9. Method-handle and MethodHandle exotica¶
Rarely worth it for Domain Services. The JIT already handles the common shapes (interface dispatch on small implementations, lambda invocation) within an order of magnitude of hand-optimised method handles. Reach for MethodHandle.invokeExact only after profiling shows interface dispatch as the bottleneck — almost never the case in domain code.
10. Measuring — JMH, not stopwatches¶
Every claim above must be backed by a JMH benchmark before you ship it. A typical setup:
@State(Scope.Benchmark)
public class PricingBenchmark {
private PricingService service;
private Basket basket;
private PricingRules rules;
@Setup public void setUp() {
service = new PricingService();
basket = sampleBasketWith(100);
rules = sampleRules();
}
@Benchmark
public Money price() { return service.price(basket, rules); }
}
Run with @Fork(2) @Warmup(5) @Measurement(10) @BenchmarkMode(Mode.AverageTime) and read the histograms before drawing conclusions. Aaronson's law applies: intuition about JVM performance is almost always wrong.
11. Quick rules¶
- Make Domain Services singletons; never new them per call.
- Mark service classes
finalto help the JIT devirtualise. - Keep hot methods small (< 325 bytecodes) and EA-friendly.
- Cache pure results via a port; never inside the service.
- Batch when the port crosses a network boundary; ignore otherwise.
- Parallelise only after profiling and only when work per item is substantial.
- Profile with JMH; do not trust stopwatch numbers.

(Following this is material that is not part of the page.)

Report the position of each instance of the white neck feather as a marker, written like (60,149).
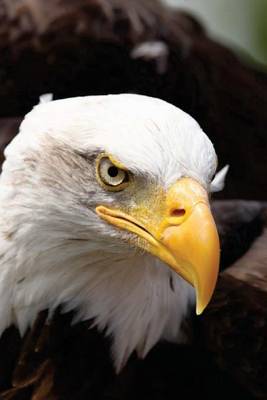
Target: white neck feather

- Don't fragment a logical Domain Service into multiple RPC-bound microservices.
12. What's next¶
| Topic | File |
|---|---|
| Hands-on exercises | tasks.md |
| Interview Q&A | interview.md |
Related: ../01-value-objects/optimize.md, ../02-entities/optimize.md, ../03-aggregates/optimize.md, ../04-repository-concept/optimize.md.
Memorize this: A Domain Service is already JVM-friendly — it is stateless, singleton-safe, and inlineable. Most "optimisations" you'll be tempted by are either redundant (the JIT already does it) or actively harmful (caching state inside the service breaks Property 1). Profile first; the changes that pay off are singleton sharing, batching across network ports, and parallel streams over independent work.